Keyifli balık lokantası ile Huzur Kafe’nin gülleri

Denizle yolun arasına rengarenk duvar oluveriyor bir süre sonra.

Otları yeni temizlenmiş Otantik Pazar yerinde

Uçmaya çalışan yavru kuşların kaçışı gözüne takılabiliyor.

Uçarkuş Büfe’nin dolabındaki taptaze İnebolu ekmeğinin buğu kokusu

Gül kokularının arasında çevreye farklı bir güzellik katıyor.

Gardenya Oteli havuzunun kenarındaki yaseminlerin etrafa yaydığı büyüleyici esans etkisi ile

Duvarların üzerinden uzanan güllerin çeşitliliği,

Oradan geçenlere çiçeği sevdiriyor.

Şükrü Bozkurt Parkının yeşilin her tonundaki bodur ağaçlarını,

Ve kamelyalar arasındaki kırmızı güllerin kendine çeken güzelliğini,

Akşamdan kalan çöp ve mısır somaklarının taşırdığı çöp kutuları bozuyor.

Parkın içindeki havuz ve fıskiyenin neden çalıştırılmadığını merak ediyorsun bir anda.

Yıllardır boyanmamış ve bakım yüzü görmemiş Fıtnes aletlerinden çıkan gacırtılar,

Camları açık evlerde uyuyanları rahatsız ediyor.

Aletleri kullanırken açıklarda yunus sürüsünün oynaşmalarını izliyorum.

Yanıma yaklaşan sokak köpeklerinin sevgi yüklü bakışları ile terk ederken parkı,

Boyran Camisinin bahçesinde ki üzüm incir erik çam ağaçlarının yeşilliğine daldığımı anlayamıyorum.

Duvarın kenarında yürürken karşıdaki Otantik Twins Cafe’de içtiğim yeşil çay ve kaliteli hizmet geliyor aklıma.

Boyran Fırınından simit alanların bana el salladığını görüyorum.

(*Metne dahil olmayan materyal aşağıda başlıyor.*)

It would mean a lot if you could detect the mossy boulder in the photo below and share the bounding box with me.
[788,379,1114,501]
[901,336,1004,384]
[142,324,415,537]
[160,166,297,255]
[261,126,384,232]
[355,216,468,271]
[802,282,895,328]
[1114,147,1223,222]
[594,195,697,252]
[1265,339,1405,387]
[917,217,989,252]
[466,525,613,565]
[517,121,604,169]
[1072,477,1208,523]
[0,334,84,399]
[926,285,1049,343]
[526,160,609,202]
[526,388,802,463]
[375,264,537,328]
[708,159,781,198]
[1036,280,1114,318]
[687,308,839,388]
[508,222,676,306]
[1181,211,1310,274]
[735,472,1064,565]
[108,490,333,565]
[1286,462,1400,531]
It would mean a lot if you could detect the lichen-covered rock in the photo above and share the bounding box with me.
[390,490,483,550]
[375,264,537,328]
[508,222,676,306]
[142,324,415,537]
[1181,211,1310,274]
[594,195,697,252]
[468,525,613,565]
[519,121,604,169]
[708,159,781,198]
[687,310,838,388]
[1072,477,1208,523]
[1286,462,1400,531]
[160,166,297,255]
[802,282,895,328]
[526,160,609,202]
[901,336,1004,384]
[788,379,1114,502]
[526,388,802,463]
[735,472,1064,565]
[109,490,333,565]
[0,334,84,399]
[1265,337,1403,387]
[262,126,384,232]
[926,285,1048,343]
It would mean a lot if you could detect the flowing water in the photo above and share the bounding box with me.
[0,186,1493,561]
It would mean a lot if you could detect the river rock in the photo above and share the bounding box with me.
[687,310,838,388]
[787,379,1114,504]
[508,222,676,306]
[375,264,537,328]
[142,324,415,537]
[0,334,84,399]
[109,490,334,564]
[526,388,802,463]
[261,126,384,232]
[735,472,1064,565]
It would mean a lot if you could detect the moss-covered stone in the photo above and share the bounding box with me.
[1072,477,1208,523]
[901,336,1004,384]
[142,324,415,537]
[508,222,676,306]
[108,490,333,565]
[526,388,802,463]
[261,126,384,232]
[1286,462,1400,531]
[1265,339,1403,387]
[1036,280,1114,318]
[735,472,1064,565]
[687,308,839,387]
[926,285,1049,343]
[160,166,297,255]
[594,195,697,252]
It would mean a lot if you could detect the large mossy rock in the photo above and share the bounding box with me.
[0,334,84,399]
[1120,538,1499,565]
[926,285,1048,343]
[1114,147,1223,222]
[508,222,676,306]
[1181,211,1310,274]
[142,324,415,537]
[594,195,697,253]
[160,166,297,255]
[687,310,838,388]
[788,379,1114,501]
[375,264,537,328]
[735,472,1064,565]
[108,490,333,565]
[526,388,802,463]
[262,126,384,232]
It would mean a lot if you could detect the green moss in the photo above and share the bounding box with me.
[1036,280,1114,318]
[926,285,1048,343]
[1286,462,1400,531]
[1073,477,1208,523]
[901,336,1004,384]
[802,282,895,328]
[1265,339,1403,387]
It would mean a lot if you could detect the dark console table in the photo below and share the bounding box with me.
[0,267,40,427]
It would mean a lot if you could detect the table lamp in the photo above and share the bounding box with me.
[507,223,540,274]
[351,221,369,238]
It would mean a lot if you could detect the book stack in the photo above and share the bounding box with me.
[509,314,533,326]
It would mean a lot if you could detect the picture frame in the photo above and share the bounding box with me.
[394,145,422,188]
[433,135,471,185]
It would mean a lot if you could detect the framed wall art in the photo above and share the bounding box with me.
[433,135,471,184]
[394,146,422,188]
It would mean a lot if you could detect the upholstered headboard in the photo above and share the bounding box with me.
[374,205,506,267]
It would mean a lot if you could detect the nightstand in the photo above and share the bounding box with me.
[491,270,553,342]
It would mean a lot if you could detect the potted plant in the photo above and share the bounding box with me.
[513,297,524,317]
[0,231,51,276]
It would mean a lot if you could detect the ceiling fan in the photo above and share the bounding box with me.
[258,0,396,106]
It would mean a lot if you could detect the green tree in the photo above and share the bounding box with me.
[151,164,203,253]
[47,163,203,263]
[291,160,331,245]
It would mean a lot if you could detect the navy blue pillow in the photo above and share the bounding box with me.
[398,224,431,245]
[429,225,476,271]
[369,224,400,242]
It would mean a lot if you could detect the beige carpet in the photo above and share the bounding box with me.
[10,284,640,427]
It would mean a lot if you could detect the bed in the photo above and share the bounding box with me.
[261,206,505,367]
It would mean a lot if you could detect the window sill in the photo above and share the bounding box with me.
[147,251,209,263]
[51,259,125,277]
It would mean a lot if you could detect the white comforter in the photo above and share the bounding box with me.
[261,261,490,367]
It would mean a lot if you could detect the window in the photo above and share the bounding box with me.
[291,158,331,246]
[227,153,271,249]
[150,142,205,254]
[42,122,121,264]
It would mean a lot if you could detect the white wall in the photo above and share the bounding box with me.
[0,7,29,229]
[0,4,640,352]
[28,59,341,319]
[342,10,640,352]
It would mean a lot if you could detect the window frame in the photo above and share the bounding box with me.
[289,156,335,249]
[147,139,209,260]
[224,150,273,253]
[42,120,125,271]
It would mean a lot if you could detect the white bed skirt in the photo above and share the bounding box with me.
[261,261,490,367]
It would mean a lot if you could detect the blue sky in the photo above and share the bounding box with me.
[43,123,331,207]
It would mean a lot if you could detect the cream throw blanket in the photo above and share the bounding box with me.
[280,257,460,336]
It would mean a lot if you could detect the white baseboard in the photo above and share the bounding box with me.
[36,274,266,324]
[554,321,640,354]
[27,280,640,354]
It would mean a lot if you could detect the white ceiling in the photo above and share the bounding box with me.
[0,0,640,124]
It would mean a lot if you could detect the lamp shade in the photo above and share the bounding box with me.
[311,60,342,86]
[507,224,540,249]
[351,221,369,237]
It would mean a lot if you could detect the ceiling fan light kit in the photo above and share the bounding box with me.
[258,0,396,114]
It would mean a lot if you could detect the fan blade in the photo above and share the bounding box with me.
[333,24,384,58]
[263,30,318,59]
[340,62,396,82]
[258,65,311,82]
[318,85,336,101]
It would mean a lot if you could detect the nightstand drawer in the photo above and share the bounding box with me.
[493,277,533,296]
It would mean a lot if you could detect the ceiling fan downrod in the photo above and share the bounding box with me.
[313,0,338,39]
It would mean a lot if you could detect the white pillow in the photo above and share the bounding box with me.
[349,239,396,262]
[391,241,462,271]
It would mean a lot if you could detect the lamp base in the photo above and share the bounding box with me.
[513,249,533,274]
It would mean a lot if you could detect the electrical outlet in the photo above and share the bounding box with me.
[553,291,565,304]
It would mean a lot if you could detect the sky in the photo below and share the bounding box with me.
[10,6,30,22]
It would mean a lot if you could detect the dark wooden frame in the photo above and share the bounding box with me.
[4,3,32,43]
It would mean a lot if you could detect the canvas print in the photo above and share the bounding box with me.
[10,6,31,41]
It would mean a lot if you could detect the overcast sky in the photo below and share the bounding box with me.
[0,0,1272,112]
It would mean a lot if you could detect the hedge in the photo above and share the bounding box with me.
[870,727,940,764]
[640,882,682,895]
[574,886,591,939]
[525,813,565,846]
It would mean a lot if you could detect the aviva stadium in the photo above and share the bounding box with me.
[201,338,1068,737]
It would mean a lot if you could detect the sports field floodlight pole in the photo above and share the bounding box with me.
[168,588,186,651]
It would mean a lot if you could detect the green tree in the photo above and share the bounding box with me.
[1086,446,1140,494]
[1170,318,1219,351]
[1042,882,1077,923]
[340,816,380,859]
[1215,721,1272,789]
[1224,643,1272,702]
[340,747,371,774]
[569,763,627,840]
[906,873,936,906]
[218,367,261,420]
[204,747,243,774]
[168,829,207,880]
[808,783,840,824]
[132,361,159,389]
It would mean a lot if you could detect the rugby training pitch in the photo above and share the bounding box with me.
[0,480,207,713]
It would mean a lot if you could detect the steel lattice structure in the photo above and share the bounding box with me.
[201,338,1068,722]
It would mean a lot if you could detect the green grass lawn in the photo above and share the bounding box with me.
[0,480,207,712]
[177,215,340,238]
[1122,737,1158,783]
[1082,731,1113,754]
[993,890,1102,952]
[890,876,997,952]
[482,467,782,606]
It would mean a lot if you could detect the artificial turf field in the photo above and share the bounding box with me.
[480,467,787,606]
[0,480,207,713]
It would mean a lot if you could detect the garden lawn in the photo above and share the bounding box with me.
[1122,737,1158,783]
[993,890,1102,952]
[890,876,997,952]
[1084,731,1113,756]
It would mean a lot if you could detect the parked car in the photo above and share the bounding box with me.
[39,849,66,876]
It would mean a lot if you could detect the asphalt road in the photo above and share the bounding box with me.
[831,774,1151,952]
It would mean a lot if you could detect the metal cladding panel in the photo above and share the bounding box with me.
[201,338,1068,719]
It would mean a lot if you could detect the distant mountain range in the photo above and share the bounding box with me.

Orman kampının çimen gül ve ağaçlarının düzeni ilgimi çekse de, 

Elisa  Cafenin girişindeki mum çiçeği sardunyalar  ve çeşit çeşit güller beni karşılıyor.

Yeşilliklerin içinden fışkıran çok renkli çiçek ve güllerin arasına tarihi tarım aletlerinin konulması,

Bahçenin içinden geçmemin bahanesi oluyor.

Kaldırım kenarına dizilen yaban çiçeklerinin çeşitliliğine salkım söğüt ekleniyor.

Maraş dondurmacısındaki irili ufaklı üzüm yaprakları ve çınar ağacı farklı bir güzellik oluşturuyor.

Kadın eli değen Hanımeli Cafe tam bir çiçek bahçesi, 20 çeşidin üzerinde gül ve çiçek dikilmiş.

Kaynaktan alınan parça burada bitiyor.